Le Premier ministre français, Sébastien Lecornu, exhorte le groupe pétrolier TotalEnergies à instaurer « un plafonnement généreux des prix à la pompe ». Cette demande survient alors que la société a enregistré des bénéfices significatifs dans un contexte de hausse des cours du pétrole, comme le rapporte la Tribune Dimanche.
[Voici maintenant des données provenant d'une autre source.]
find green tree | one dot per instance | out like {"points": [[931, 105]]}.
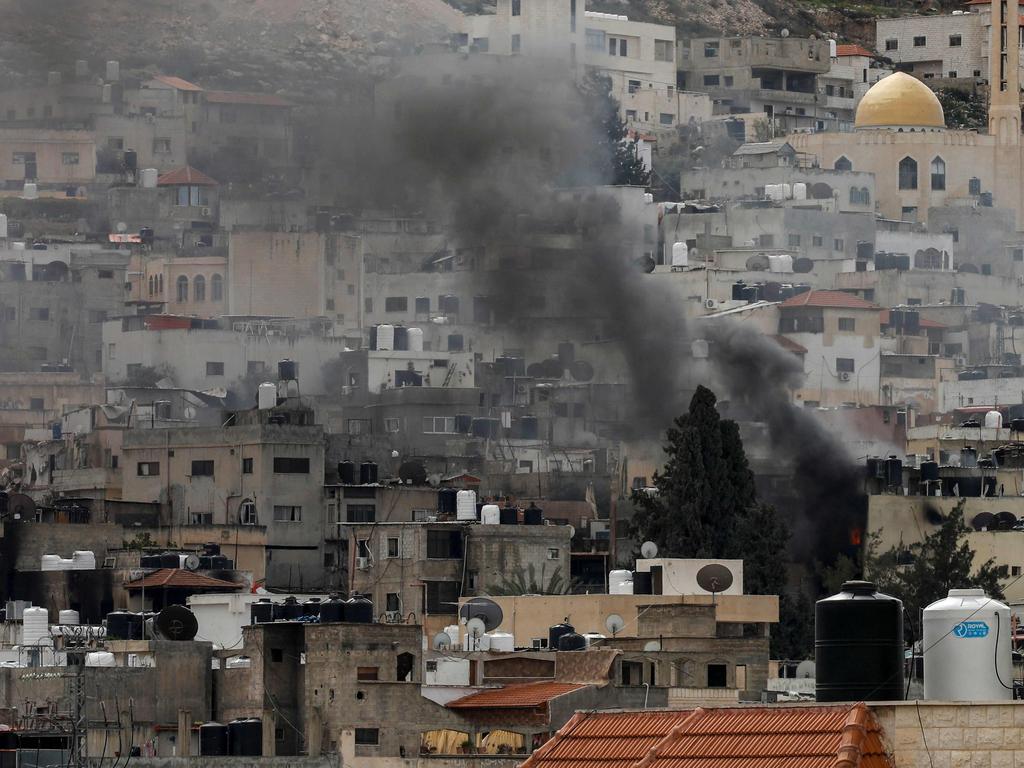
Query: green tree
{"points": [[923, 572]]}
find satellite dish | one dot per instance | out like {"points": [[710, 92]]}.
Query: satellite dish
{"points": [[614, 623], [715, 578], [176, 623], [486, 610]]}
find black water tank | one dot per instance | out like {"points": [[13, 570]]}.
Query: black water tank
{"points": [[642, 584], [213, 739], [555, 634], [261, 611], [571, 641], [532, 515], [288, 371], [358, 609], [508, 516], [332, 610], [858, 645], [246, 737]]}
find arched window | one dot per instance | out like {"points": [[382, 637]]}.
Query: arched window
{"points": [[908, 173], [938, 174]]}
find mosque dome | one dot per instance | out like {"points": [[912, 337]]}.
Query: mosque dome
{"points": [[900, 100]]}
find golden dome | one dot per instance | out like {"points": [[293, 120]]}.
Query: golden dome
{"points": [[899, 101]]}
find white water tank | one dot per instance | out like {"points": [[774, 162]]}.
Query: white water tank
{"points": [[266, 395], [83, 560], [147, 178], [502, 642], [680, 254], [385, 338], [967, 648], [99, 658], [36, 627], [465, 505], [491, 514], [415, 336], [621, 582]]}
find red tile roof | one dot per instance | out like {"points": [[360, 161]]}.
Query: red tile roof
{"points": [[179, 579], [923, 322], [181, 85], [515, 696], [836, 299], [732, 737], [853, 50], [240, 97], [186, 175]]}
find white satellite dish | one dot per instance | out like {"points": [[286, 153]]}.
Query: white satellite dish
{"points": [[614, 623]]}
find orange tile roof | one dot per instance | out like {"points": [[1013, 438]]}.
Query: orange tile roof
{"points": [[181, 85], [853, 50], [185, 175], [729, 737], [515, 696], [241, 97], [923, 322], [836, 299], [179, 579]]}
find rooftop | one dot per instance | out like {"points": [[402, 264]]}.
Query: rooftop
{"points": [[728, 737], [828, 299]]}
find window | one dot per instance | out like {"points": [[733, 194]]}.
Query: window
{"points": [[908, 173], [442, 597], [717, 675], [367, 736], [202, 468], [438, 425], [443, 545], [938, 174], [286, 513]]}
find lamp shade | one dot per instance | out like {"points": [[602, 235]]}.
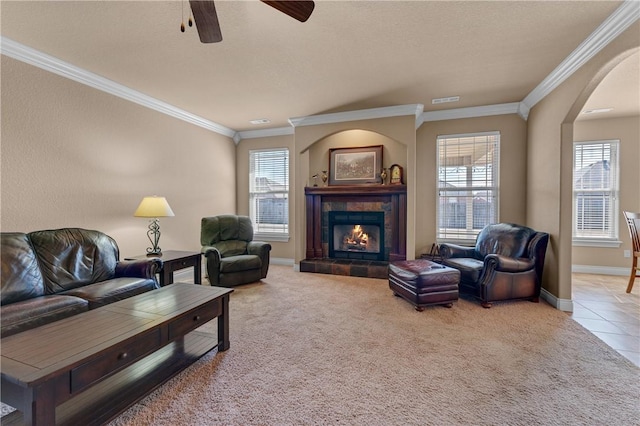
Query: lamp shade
{"points": [[153, 207]]}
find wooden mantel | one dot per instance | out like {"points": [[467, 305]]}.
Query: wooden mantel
{"points": [[394, 194]]}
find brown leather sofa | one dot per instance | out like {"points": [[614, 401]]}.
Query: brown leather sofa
{"points": [[53, 274], [505, 263], [232, 256]]}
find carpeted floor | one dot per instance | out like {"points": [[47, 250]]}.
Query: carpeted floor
{"points": [[313, 349]]}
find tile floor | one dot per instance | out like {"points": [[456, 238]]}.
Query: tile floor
{"points": [[602, 306]]}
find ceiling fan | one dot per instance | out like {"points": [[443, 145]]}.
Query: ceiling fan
{"points": [[204, 13]]}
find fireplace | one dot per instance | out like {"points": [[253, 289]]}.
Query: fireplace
{"points": [[356, 235]]}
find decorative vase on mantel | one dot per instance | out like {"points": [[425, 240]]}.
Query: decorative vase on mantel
{"points": [[383, 176]]}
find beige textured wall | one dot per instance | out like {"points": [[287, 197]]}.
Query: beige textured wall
{"points": [[73, 156], [283, 250], [513, 166], [549, 170], [627, 130]]}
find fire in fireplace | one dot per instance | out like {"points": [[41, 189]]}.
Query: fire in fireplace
{"points": [[356, 235]]}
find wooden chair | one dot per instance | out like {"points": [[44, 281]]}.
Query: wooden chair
{"points": [[633, 220]]}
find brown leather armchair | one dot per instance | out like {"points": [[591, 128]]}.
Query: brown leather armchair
{"points": [[232, 256], [506, 263]]}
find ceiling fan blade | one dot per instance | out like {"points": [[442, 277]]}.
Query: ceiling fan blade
{"points": [[204, 13], [300, 10]]}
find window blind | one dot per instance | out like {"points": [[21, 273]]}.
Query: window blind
{"points": [[468, 168], [595, 190], [269, 191]]}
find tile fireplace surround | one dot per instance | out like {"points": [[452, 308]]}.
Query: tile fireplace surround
{"points": [[391, 199]]}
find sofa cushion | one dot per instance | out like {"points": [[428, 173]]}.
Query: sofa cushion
{"points": [[110, 291], [231, 247], [74, 257], [225, 227], [32, 313], [239, 263], [505, 239], [19, 273]]}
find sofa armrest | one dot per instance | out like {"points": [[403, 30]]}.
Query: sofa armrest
{"points": [[508, 264], [448, 251], [259, 248], [143, 268], [212, 254]]}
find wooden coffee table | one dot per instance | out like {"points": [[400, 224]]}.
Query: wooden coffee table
{"points": [[89, 368]]}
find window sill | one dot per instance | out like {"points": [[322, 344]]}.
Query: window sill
{"points": [[596, 243], [277, 238]]}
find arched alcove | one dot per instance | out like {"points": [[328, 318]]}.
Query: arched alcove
{"points": [[568, 136], [397, 135]]}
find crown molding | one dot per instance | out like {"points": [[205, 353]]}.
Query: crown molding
{"points": [[470, 112], [264, 133], [363, 114], [49, 63], [625, 15]]}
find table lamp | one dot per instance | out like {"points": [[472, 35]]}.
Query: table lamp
{"points": [[154, 207]]}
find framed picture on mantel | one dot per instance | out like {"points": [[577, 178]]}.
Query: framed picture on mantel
{"points": [[355, 166]]}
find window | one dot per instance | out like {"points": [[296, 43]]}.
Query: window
{"points": [[468, 186], [595, 192], [269, 193]]}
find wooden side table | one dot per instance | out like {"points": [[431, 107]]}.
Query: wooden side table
{"points": [[174, 260]]}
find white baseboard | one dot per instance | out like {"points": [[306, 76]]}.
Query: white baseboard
{"points": [[600, 270], [565, 305], [281, 261]]}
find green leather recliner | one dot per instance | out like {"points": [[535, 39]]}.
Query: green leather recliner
{"points": [[232, 256]]}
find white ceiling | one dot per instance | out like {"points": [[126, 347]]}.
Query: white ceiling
{"points": [[349, 55]]}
« Il est logique d'opter pour un plafonnement qui profite aux consommateurs français, en revalorisant l'intérêt de passer par un groupe pétrolier national », a déclaré le Premier ministre. Cette position vient en réponse à des appels croissants au sein de la classe politique pour une imposition sur les surprofits de TotalEnergies. En effet, le bénéfice net du groupe a grimpé de 51 % lors du premier trimestre de cette année, étoffé par la montée spectaculaire des prix des combustibles, conséquence des conflits au Moyen-Orient.
Le Parti socialiste a également relancé une proposition de loi pour taxer les surprofits des entreprises énergétiques, une initiative largement reconnue par toute l'opposition de gauche. Le Rassemblement national, par la voix de Marine Le Pen, a exprimé son soutien à cette démarche, insistant sur la nécessité de mesures complémentaires si le plafonnement des prix s'avère insuffisant pour compenser les bénéfices de TotalEnergies. Actuellement, TotalEnergies fixe le prix de l'essence sans plomb à 1,99 euro le litre et celui du diesel à 2,09 euros. La société s'engage à maintenir ces tarifs tout au long de la crise au Moyen-Orient.
Dans un contexte de pression budgetaire, le gouvernement se concentre sur des aides spécifiques destinées aux secteurs les plus touchés par la montée des prix des carburants. Sébastien Lecornu a affirmé : « Nous adapterons nos dispositions en fonction de l'évolution de la situation, y compris si les combats reprennent », a-t-il précisé dans un entretien avec la Tribune Dimanche.